Further, Baxter India Private Limited has not purchased identical/similar capital assets from un-related third party in India.
For Baxter India Private Limited
Sd/-
Finance Director
{Authorised Signatory}
Baxter (India) Pvt. Ltd."
34. After taking into consideration this certificate, we are of the opinion that the matter needs to be restored back to the file of ld. TPO because the mark up cannot be taken as zero. As noted earlier, the assessee will furnish necessary details of the price charged by AE from third party in order to arrive at the mark up, which was at arm's length from the assessee. Ld. DR submitted that the ld. TPO be also given an opportunity to verify the genuineness of the certificate field before the Bench. We direct accordingly. In the result, this ground is allowed for statistical purposes.'
35. Since the facts of the impugned assessment year are identical to the facts of the case in the immediately preceding assessment year, therefore, following the order of the Tribunal in assessee's own case we restore this issue to the file of the Assessing Officer/TPO with direction to re-compute the addition, if any, in the light of the direction of the Tribunal. The grounds raised by the assessee are accordingly allowed for statistical purposes.
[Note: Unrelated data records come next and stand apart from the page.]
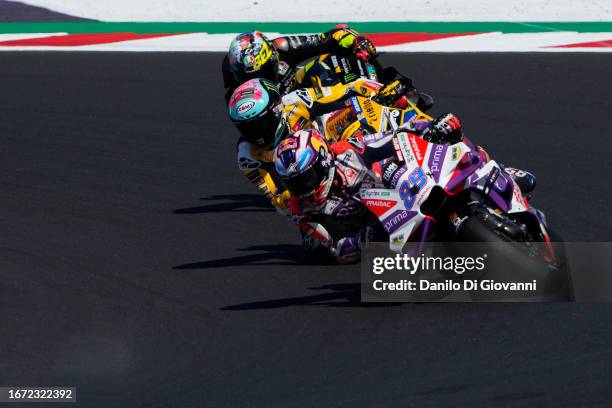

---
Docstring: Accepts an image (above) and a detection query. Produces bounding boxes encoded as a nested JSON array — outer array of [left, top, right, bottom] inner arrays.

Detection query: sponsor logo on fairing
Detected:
[[428, 144, 447, 182], [365, 190, 391, 197], [383, 162, 399, 182], [393, 138, 404, 161], [363, 199, 397, 217], [363, 132, 387, 143], [384, 109, 401, 129], [409, 135, 424, 163], [451, 146, 462, 160], [382, 210, 413, 233], [364, 200, 395, 208], [415, 184, 433, 207], [350, 97, 362, 115], [396, 133, 415, 166], [362, 81, 382, 92], [389, 166, 408, 189], [362, 99, 377, 122], [391, 233, 404, 246]]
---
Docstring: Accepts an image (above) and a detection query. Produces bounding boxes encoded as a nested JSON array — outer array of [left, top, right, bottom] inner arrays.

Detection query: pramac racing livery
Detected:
[[357, 120, 571, 298]]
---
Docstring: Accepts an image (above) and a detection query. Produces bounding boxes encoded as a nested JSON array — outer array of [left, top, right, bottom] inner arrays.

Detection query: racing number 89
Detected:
[[399, 167, 427, 209]]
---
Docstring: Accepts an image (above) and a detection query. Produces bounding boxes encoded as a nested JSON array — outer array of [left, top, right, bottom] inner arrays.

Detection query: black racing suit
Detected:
[[222, 27, 372, 102]]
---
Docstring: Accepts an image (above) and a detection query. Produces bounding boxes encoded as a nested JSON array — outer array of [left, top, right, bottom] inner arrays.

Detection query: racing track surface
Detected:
[[1, 52, 611, 407]]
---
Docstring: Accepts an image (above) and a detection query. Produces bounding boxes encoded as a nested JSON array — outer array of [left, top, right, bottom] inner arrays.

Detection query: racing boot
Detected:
[[503, 167, 537, 196]]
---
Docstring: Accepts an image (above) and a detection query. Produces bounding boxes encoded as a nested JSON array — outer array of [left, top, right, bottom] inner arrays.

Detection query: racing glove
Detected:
[[353, 36, 377, 61], [424, 113, 464, 144], [271, 189, 292, 213], [372, 78, 415, 108], [398, 116, 432, 133], [325, 25, 377, 61]]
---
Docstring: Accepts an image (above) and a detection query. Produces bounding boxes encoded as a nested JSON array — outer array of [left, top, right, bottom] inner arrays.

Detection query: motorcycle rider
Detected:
[[274, 126, 403, 263], [222, 26, 377, 102], [229, 76, 418, 212], [229, 78, 291, 210], [274, 114, 535, 263]]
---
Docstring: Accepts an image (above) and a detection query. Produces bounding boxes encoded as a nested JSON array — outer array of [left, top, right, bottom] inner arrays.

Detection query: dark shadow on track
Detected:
[[173, 193, 274, 214], [221, 283, 401, 309], [172, 244, 333, 269]]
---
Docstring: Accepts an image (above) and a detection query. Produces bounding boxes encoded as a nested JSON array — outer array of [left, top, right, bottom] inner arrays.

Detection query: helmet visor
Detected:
[[235, 52, 279, 83], [282, 159, 331, 197], [236, 107, 282, 147]]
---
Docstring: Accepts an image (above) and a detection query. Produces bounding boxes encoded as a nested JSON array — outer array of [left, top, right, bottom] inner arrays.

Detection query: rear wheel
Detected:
[[454, 215, 572, 301]]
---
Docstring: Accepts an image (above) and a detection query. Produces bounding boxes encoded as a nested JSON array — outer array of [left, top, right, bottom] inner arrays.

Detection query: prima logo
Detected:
[[384, 211, 409, 231], [430, 144, 445, 173]]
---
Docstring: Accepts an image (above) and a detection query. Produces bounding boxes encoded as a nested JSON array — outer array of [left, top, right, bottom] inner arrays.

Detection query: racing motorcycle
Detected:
[[283, 63, 431, 141], [284, 59, 570, 299], [298, 89, 570, 298], [354, 98, 572, 299], [293, 52, 432, 111], [318, 92, 433, 141]]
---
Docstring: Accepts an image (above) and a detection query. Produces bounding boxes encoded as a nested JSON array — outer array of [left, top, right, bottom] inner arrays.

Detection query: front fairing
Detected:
[[360, 132, 538, 252]]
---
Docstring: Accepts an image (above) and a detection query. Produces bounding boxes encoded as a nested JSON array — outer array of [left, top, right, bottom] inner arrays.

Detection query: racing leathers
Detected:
[[223, 26, 377, 102], [289, 131, 398, 263], [237, 137, 292, 211], [237, 78, 411, 213]]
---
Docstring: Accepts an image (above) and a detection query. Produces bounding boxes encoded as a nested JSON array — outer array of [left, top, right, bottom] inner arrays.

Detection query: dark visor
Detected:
[[282, 159, 329, 197], [236, 108, 281, 147]]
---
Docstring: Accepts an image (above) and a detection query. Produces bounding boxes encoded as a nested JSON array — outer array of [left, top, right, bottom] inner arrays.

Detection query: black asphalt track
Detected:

36. So far as ground no. 9 is concerned, the same relates to levy of interest on demand u/s. 234B and 234C and withdraw interest u/s. 244A of the I.T. Act.
37. After hearing both the sides, we find the levy of interest under the above provisions are mandatory and consequential in nature. Accordingly, the grounds is dismissed.
38. Ground no. 10 relating to levy of penalty being premature at this juncture is dismissed.
39. In the result, the appeal filed by the assessee is partly allowed for statistical purposes.